Aluminium-inhibited NO3- uptake is related to Al-increased H2O2 content and Al-decreased plasma membrane ATPase activity in the root tips of Al-sensitive black soybean.

Abstract

In this study, Al-sensitive black soybean (Glycine max (L.) Merr.) specimens were treated in Hoagland solutions containing 50-400µM Al for 1-4 days. The measurement for NO3- uptake showed that the NO3- uptake decreased gradually as the Al concentration and treatment time increased, suggesting that Al stress significantly reduced the NO3- uptake by soybean. Under 100-µM Al stress for 4 days, the plasma membrane (PM) ATPase activity (inorganic phosphate (Pi) release), H+ pump activity, phosphorylation of PM ATPase and its interaction with 14-3-3 protein in soybean root tips were all smaller than those in the root tips of control plants. The addition of 150µM Mg2+ in Al treatment solutions significantly alleviated the Al inhibition of NO3- uptake in soybean. The presence of Mg2+ in a 100-µM Al solution pronouncedly enhanced PM ATPase activity, H+ pump activity, phosphorylation of PM ATPase and its interaction with 14-3-3 protein in soybean root tips. The application of 2mM ascorbic acid (AsA, an H2O2 scavenger) in Al treatment solutions significantly decreased Al-inhibited NO3- uptake in soybean.
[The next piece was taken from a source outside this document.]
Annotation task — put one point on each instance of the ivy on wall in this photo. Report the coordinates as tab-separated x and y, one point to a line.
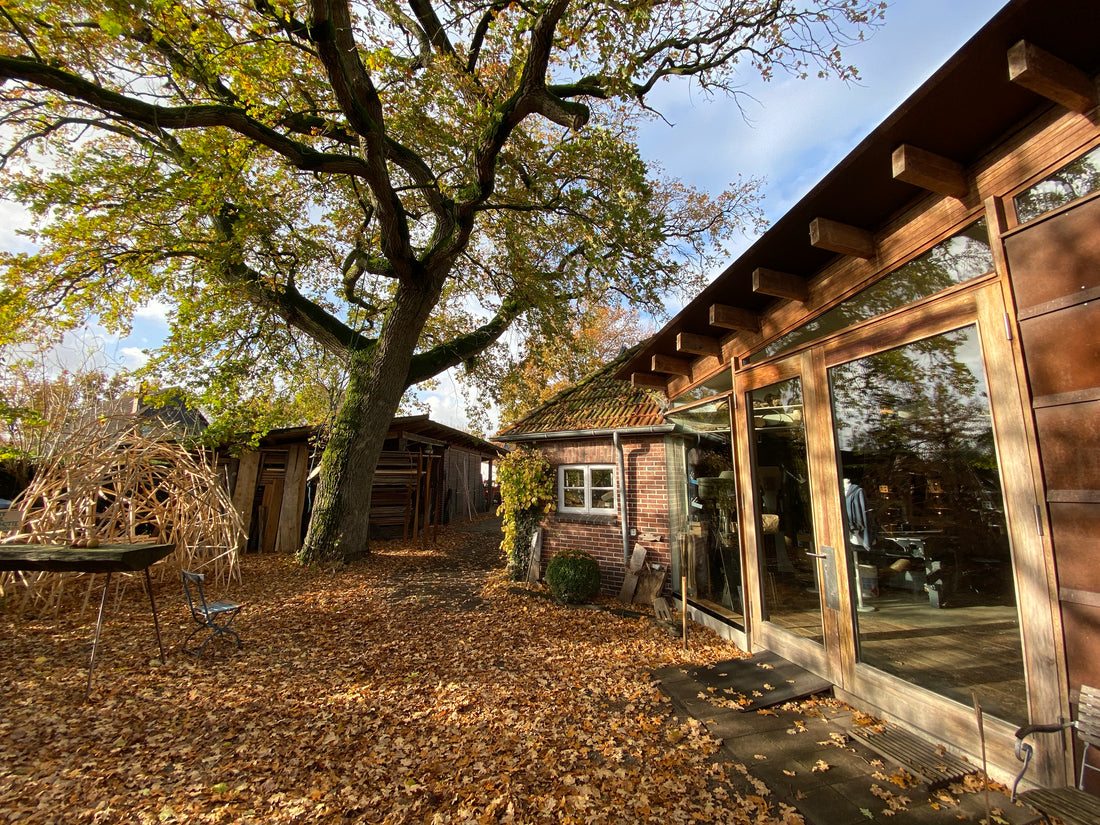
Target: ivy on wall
526	481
The cotreatment of soybeans with 2mM AsA and 100µM Al significantly reduced H2O2 accumulation and increased the PM ATPase activity, H+ pump activity, phosphorylation of PM H+-ATPase and its interaction with 14-3-3 protein in soybean root tips. The evidence suggested that Al-inhibited NO3- uptake is related to Al-increased H2O2 content and Al-decreased phosphorylation of PM ATPase and its interaction with 14-3-3 protein as well as PM ATPase activity in the root tips of soybean.